Ein Freitag Ende April: Um 8.30 Uhr öffnet eine 34-jährige Frau aus Puchheim ihre Haustür. Sie erwartet einen Gebäudereiniger aus München, der seit Februar bei ihr arbeitet und das Haus säubern soll. Eigentlich sei die Situation völlig normal gewesen, sagt die Mutter von drei Kindern bei ihrer Zeugenaussage vor dem Amtsgericht. Sie erläutert dem Putzmann, was er zu tun habe. Danach geht sie in den Keller und legt dort einige Gegenstände ab. Doch plötzlich steht der Gebäudereiniger in einem engen Kellerraum vor ihr, legt seine Hände auf ihre Schultern, berührt sie an den Brüsten und im Genitalbereich. Er drückt sie mit einem festen Griff gegen ein Regal, das sich hinter ihr befindet. Sie spürt sein erigiertes Geschlechtsteil an ihrer Hüfte. "Lass mich bitte los", will die Frau gesagt haben. Kurze Zeit später kommt ihr ihr Hund zu Hilfe und fletscht mit den Zähnen, so dass der mutmaßliche Täter von ihr ablässt. Sie verständigt die Polizei und erstattet Anzeige wegen sexueller Nötigung. Der Fall beschäftigt jetzt das Amtsgericht Fürstenfeldbruck. Ein Urteil ist frühestens am Montag zu erwarten, wenn noch weitere Zeugen, darunter mehrere Polizeibeamte, gehört worden sind.

Die Frau leidet seit dem Vorfall unter Panikattacken und befindet sich in psychologischer Behandlung. Sie fühle sich in ihrem eigenen Zuhause nicht mehr sicher, sagt sie. Auch sei es für sie kaum möglich, einen Staubsauger in die Hand zu nehmen oder allein in den Keller des Hauses zu gehen. All dies erinnere sie an die Tat im April. Sie sei vom Übergriff des Täters völlig überrascht worden. "Ich hatte keine Angst vor ihm. Er war immer zuvorkommend und höflich. Ich habe ihn auch mit meiner Tochter allein zu Hause gelassen", sagte sie vor Gericht. Sie habe ihn sogar für homosexuell gehalten, und er habe sie auch in keiner Form belästigt. Zweimal pro Woche ist er ins Haus gekommen, um dort Reinigungsarbeiten zu verrichten. Meistens habe er sich dort etwa zwei Stunden aufgehalten. Probleme habe es nie gegeben, sie habe ihn nur einige Male darauf hingewiesen, wo er noch putzen solle. Erst der Vorfall Ende April habe das wahre Gesicht des mutmaßlichen Täters enthüllt.

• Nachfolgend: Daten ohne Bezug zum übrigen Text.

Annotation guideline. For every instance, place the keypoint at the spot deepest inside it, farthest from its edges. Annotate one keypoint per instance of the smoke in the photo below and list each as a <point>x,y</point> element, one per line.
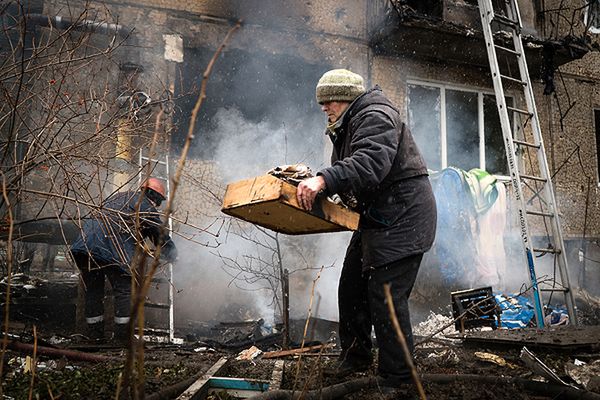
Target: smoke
<point>248,149</point>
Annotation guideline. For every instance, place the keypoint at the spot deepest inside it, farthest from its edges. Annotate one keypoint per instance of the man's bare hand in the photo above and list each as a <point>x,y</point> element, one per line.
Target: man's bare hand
<point>307,191</point>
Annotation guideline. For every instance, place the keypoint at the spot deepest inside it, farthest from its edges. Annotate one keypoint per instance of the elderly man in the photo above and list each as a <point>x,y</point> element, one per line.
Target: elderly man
<point>376,163</point>
<point>106,248</point>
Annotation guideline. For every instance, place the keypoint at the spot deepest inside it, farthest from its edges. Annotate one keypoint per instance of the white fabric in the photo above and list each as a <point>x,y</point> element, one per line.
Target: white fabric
<point>490,241</point>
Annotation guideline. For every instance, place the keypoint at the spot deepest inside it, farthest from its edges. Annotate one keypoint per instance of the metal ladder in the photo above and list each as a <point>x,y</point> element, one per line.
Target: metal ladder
<point>160,169</point>
<point>542,203</point>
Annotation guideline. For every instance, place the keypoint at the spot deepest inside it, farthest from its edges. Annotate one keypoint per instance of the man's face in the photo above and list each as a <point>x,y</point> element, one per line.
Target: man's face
<point>334,109</point>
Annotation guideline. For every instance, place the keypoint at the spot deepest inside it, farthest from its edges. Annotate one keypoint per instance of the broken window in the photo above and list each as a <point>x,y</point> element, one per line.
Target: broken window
<point>592,16</point>
<point>456,127</point>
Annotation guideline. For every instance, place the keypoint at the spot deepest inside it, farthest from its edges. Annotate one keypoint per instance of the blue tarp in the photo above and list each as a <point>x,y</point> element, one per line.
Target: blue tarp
<point>517,312</point>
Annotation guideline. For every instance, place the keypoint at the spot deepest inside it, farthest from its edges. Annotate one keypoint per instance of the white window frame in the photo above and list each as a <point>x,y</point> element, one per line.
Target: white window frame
<point>480,124</point>
<point>586,15</point>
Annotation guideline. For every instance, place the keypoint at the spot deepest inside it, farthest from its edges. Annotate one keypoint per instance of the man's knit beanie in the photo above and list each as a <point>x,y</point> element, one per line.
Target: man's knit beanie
<point>339,85</point>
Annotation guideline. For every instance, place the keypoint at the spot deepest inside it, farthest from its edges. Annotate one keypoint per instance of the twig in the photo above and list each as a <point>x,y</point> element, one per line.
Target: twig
<point>33,362</point>
<point>402,341</point>
<point>9,257</point>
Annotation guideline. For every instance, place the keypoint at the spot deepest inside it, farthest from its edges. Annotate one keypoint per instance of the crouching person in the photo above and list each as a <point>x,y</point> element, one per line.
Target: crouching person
<point>106,246</point>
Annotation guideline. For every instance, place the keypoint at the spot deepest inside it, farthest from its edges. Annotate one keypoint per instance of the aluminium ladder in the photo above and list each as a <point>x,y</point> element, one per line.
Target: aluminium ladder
<point>541,205</point>
<point>160,169</point>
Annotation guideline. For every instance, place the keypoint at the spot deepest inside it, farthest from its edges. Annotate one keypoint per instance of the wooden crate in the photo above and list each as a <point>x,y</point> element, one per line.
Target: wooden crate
<point>271,203</point>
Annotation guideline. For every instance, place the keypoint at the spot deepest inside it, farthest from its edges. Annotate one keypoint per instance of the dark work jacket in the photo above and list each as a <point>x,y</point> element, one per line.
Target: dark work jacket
<point>109,236</point>
<point>375,158</point>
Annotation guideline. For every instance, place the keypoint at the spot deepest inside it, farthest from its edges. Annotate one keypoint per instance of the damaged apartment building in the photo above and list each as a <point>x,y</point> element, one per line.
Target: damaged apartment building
<point>148,57</point>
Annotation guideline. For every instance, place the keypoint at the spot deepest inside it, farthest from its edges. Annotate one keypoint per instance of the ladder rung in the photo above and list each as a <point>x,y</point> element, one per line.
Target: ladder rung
<point>518,110</point>
<point>507,50</point>
<point>155,331</point>
<point>547,250</point>
<point>157,305</point>
<point>509,78</point>
<point>540,213</point>
<point>554,290</point>
<point>537,146</point>
<point>153,160</point>
<point>506,21</point>
<point>534,178</point>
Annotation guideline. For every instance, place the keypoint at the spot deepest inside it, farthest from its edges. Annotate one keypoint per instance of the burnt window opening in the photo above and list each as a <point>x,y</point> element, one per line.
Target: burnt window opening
<point>592,16</point>
<point>273,92</point>
<point>430,8</point>
<point>457,127</point>
<point>597,129</point>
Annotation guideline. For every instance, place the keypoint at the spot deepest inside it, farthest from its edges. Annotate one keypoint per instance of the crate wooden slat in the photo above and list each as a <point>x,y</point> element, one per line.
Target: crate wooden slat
<point>271,203</point>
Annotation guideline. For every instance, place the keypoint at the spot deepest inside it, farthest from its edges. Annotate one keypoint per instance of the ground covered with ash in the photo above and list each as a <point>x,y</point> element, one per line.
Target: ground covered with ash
<point>165,366</point>
<point>449,368</point>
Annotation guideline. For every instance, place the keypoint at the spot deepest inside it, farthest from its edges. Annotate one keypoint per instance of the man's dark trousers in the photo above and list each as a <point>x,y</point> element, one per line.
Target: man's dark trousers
<point>93,274</point>
<point>362,305</point>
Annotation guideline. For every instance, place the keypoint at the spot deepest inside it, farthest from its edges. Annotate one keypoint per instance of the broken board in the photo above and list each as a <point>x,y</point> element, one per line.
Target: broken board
<point>271,203</point>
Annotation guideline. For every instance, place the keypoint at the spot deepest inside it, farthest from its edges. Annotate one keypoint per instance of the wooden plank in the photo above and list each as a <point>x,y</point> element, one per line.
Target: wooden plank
<point>199,389</point>
<point>270,202</point>
<point>291,352</point>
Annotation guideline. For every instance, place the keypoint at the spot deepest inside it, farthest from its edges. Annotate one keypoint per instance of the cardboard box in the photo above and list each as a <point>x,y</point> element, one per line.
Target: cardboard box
<point>271,203</point>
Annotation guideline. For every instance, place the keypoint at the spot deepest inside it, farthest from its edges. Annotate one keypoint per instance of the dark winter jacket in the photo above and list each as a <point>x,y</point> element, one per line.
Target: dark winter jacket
<point>375,158</point>
<point>109,237</point>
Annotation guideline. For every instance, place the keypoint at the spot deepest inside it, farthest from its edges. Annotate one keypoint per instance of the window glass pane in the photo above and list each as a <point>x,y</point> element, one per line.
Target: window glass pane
<point>424,122</point>
<point>495,155</point>
<point>462,133</point>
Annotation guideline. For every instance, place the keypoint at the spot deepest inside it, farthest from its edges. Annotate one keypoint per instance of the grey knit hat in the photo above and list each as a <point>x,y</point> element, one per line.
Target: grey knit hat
<point>339,85</point>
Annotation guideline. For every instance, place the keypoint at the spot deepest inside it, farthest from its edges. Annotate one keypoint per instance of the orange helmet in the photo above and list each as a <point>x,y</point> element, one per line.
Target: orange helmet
<point>157,185</point>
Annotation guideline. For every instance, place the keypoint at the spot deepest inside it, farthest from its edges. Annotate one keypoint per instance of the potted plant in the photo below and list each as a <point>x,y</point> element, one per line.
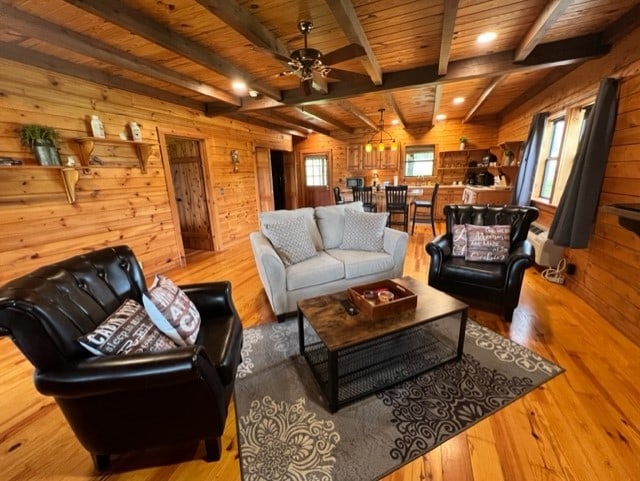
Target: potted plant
<point>42,140</point>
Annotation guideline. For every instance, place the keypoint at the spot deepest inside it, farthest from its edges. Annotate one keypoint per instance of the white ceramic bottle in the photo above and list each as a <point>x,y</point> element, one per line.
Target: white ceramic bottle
<point>97,129</point>
<point>136,134</point>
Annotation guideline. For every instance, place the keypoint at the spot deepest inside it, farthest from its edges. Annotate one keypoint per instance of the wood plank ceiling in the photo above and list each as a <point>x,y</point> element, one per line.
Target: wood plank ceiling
<point>409,57</point>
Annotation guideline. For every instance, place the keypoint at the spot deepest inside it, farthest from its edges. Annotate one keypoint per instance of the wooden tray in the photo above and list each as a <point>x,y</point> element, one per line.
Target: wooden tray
<point>373,308</point>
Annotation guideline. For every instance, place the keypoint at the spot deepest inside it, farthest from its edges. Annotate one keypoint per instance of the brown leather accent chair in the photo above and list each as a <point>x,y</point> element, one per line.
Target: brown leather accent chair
<point>496,283</point>
<point>121,403</point>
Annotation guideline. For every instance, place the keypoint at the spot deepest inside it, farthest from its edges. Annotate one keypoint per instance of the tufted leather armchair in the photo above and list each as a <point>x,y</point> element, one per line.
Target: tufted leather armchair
<point>116,404</point>
<point>497,283</point>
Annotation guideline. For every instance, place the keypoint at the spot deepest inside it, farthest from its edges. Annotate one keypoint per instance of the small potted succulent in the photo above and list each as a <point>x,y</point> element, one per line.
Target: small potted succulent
<point>43,141</point>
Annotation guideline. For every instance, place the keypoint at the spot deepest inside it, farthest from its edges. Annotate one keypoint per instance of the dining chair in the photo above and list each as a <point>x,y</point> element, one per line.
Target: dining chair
<point>423,210</point>
<point>397,204</point>
<point>365,195</point>
<point>337,196</point>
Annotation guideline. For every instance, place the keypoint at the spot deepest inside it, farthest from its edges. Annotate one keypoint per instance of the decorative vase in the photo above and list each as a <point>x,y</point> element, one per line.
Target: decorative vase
<point>46,154</point>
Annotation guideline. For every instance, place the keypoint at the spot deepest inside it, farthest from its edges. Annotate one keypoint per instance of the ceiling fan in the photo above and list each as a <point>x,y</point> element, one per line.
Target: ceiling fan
<point>309,63</point>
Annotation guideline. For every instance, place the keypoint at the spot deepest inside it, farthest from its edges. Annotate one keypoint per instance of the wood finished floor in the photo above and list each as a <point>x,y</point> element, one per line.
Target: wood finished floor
<point>583,425</point>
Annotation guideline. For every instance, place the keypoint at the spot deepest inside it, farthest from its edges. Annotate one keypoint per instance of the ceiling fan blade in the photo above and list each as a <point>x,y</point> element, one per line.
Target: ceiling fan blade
<point>338,74</point>
<point>342,54</point>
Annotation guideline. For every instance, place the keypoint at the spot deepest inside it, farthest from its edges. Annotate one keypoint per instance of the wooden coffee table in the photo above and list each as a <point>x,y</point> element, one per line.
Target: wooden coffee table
<point>355,356</point>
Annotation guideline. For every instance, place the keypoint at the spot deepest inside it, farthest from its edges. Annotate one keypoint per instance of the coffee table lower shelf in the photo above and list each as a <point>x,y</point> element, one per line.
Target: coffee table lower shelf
<point>367,368</point>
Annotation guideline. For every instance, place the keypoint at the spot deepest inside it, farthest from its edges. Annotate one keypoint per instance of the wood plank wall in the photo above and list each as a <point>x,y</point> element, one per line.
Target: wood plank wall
<point>607,271</point>
<point>115,205</point>
<point>444,135</point>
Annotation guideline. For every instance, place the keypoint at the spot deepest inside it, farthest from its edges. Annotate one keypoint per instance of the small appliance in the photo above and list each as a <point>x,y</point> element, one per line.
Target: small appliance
<point>355,182</point>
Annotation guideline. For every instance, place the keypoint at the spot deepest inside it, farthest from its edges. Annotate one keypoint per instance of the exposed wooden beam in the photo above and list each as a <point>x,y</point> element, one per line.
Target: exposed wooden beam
<point>118,13</point>
<point>311,112</point>
<point>483,96</point>
<point>347,18</point>
<point>27,56</point>
<point>238,18</point>
<point>539,28</point>
<point>359,114</point>
<point>564,52</point>
<point>268,125</point>
<point>437,97</point>
<point>448,24</point>
<point>391,102</point>
<point>553,76</point>
<point>292,122</point>
<point>54,34</point>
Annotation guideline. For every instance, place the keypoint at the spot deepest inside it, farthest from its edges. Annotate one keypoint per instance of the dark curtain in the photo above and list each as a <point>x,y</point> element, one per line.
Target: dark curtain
<point>571,226</point>
<point>527,172</point>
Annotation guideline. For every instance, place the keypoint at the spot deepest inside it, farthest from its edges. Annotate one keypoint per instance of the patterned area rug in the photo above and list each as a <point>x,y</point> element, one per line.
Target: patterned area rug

Der Mann habe sie angefasst und soll dann gesagt haben: "Ich will dich spüren". Dass sie sich zunächst nicht dagegen wehrte, erklärte sie mit den besonderen Umständen der Tat: "Ich hätte ihn treten und wegschubsen können. Aber ich stand so unter Schock, dass ich das nicht gemacht habe." Sie sei zunächst in ihr Schlafzimmer gegangen und habe dann bemerkt, dass sich ihre Wertgegenstände in der oberen Etage befanden. Erst dann habe sie den Täter aufgefordert, das Haus sofort zu verlassen. Daraufhin rief sie ihren Mann an. Der sagte aus, seine Frau sei am Telefon "völlig aufgelöst" gewesen. "Sie konnte erst nicht mit mir sprechen. Sie wusste gar nicht, was sie machen sollte. Ich habe ihr dann gesagt, dass sie die Polizei rufen soll. Ich bin dann nach Hause gefahren und habe mich um sie gekümmert", berichtete der 44-Jährige.

Der Angeklagte, der seit 2004 als selbständiger Gebäudereiniger tätig ist, bestritt den Vorwurf der sexuellen Nötigung. "Sie lügt wie gedruckt", sagte der 50-Jährige. Sie sei ihm in den Keller gefolgt, wo sie ihm ihre Hände auf die Schultern gelegt und ihn gefragt haben soll: "Was ist jetzt?" Er habe gesagt, dass er nichts von ihr wollte und arbeiten müsse, weil er noch weitere Aufträge an diesem Tag zu erledigen habe. Auch sei ihr Hund nicht in direkter Nähe gewesen, der ihn hätte einschüchtern können. Der Angeklagte bestätigte, dass die Frau ihn aufforderte, das Haus sofort zu verlassen. Indes konnte er das Motiv der Frau nicht überzeugend erklären. "Vielleicht wollte sie mich nicht mehr bezahlen", vermutete der mutmaßliche Täter. Welche Version das Gericht für die glaubwürdigere hält, wird nun am Montag entschieden.